Apple’s iCloud Private Relay Facilitating A Multi-Million Dollar Scam Says Ad Tech Firm

Well, Apple isn’t having a good time. After this and this came to light, a report from Gizmodo has Apple under new scrutiny over the iCloud Private Relay feature and how it facilitates a massive scam:

As you read this, there’s an army of bots pretending to be Apple users surfing the web and looking at ads, according to new research shared exclusively with Gizmodo. The ad fraud scheme is weaponizing a privacy feature called Private Relay, coopting a vast swath of traffic to show ads to robots and costing advertisers tens of millions of dollars in the process, researchers’ tests found. Apple has promised that the tool has “built-in fraud detection” and that advertising platforms can trust it, but the researchers say the fraud has only gotten worse in the months since they first reported it to the company.

The new report finds that criminals are exploiting Apple’s Private Relay tool, a feature available on on Apple devices for users who subscribe to iCloud+. Turn it on, and Private Relay will hide your web browsing and assign you a dummy IP address to help stop companies from tracking you. Pixalate, the ad tech firm that authored the study, released Tuesday, says the problem will cost US advertisers an estimated $65 million in 2022 alone. The study finds that 90% of web traffic that looks like it’s coming from Private Relay is actually fraudulent.

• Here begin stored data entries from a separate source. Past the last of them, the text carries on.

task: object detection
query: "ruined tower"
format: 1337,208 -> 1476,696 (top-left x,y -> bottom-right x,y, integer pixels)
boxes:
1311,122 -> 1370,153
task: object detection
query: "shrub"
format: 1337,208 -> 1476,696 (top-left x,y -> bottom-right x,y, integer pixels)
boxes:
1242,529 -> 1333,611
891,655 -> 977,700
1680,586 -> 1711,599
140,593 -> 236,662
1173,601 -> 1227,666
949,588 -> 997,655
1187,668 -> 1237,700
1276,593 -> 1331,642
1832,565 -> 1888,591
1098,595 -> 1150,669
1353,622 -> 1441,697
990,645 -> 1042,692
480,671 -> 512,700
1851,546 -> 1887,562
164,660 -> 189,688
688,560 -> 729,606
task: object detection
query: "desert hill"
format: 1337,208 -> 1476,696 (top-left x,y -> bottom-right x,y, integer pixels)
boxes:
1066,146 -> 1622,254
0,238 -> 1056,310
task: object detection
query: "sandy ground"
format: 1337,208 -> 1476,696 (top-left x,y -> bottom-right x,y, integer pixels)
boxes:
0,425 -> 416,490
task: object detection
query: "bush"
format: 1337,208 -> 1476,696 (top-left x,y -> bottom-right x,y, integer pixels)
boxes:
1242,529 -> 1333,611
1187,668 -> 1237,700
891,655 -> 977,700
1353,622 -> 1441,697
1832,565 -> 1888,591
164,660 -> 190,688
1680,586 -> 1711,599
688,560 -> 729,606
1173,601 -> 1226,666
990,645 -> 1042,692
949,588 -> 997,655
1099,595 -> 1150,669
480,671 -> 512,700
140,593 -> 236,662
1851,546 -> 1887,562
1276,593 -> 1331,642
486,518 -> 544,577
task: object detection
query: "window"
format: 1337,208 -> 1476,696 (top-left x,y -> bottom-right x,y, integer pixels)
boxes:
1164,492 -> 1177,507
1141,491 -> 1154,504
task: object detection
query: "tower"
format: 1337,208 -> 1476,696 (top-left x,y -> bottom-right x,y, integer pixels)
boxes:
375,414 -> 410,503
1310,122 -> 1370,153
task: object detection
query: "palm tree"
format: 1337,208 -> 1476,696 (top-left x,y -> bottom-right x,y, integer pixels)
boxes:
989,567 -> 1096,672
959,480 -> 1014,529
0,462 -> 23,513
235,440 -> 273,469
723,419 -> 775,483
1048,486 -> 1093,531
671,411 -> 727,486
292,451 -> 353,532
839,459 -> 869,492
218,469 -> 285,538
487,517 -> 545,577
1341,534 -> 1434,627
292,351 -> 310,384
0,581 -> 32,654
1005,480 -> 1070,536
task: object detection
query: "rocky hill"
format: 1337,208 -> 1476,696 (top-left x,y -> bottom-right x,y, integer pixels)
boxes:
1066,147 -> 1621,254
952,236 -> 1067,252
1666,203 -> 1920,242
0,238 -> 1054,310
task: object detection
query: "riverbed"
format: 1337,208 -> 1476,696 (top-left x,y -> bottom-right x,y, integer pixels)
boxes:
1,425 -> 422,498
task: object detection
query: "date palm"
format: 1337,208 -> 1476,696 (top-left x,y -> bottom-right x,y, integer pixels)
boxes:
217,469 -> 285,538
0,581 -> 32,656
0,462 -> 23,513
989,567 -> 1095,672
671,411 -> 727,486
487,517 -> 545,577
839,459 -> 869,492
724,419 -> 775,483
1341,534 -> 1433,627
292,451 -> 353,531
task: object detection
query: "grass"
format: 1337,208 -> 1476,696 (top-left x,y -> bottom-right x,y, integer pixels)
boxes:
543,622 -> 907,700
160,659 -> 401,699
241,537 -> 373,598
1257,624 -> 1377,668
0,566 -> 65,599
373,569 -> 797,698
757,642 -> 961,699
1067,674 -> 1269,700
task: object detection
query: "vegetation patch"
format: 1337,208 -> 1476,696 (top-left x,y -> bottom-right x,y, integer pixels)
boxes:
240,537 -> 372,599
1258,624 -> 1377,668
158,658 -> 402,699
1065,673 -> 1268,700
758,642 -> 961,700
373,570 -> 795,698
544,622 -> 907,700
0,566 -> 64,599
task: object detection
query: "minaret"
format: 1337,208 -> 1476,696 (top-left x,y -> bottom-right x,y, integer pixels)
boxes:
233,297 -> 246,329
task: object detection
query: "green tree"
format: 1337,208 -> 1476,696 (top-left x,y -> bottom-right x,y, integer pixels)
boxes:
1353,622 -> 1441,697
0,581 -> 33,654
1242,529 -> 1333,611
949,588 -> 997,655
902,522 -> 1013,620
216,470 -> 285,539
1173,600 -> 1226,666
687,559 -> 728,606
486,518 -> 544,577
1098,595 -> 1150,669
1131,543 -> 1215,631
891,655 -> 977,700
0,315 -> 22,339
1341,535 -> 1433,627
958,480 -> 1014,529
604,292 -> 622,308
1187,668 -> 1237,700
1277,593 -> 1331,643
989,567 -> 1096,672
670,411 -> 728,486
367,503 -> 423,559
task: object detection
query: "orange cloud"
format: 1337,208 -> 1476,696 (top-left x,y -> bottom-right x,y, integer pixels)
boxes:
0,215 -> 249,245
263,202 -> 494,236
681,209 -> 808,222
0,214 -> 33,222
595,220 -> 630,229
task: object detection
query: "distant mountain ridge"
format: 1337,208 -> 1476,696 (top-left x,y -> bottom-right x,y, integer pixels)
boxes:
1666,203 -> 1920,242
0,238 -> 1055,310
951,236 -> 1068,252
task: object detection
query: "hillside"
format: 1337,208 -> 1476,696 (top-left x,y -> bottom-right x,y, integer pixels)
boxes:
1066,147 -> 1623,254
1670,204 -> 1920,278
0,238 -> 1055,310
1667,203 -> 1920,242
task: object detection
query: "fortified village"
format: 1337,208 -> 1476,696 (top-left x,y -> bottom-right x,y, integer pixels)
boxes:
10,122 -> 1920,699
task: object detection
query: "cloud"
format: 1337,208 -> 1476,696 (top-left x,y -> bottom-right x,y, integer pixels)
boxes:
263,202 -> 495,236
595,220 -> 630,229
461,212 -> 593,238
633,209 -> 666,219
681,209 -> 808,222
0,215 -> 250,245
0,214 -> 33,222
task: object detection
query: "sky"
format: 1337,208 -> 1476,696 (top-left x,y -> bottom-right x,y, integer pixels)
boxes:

That’s not a good look for Apple. Here’s why:

“Apple says you can trust that connections through Private Relay are secure and free of fraud, so scammers are just presenting their traffic as coming from Apple,” said Amit Shetty, vice president of product at Pixalate. “It seems like they’re just hoping people are going to put the traffic on ‘allow lists’ because it’s considered to be safe.”

And:

Apple promised in several public statements that apps, websites, and ad tech companies can trust that iCPR addresses represent real people.The company says Private Relay has “built-in fraud protection,” and it’s “designed to ensure only valid Apple devices and accounts in good standing are allowed to use the service.” Apple goes even further, proclaiming that “Websites that use IP addresses to enforce fraud prevention and anti-abuse measures can trust that connections through Private Relay have been validated at the account and device level by Apple.”

Apple has been silent about this and their other issues. However as these sort of issues continue to come to light, Apple will have less ability to pretend that they don’t exist and they will have to say something. Because their use of the “reality distortion field” isn’t working. Especially when Apple markets itself as the privacy and security company.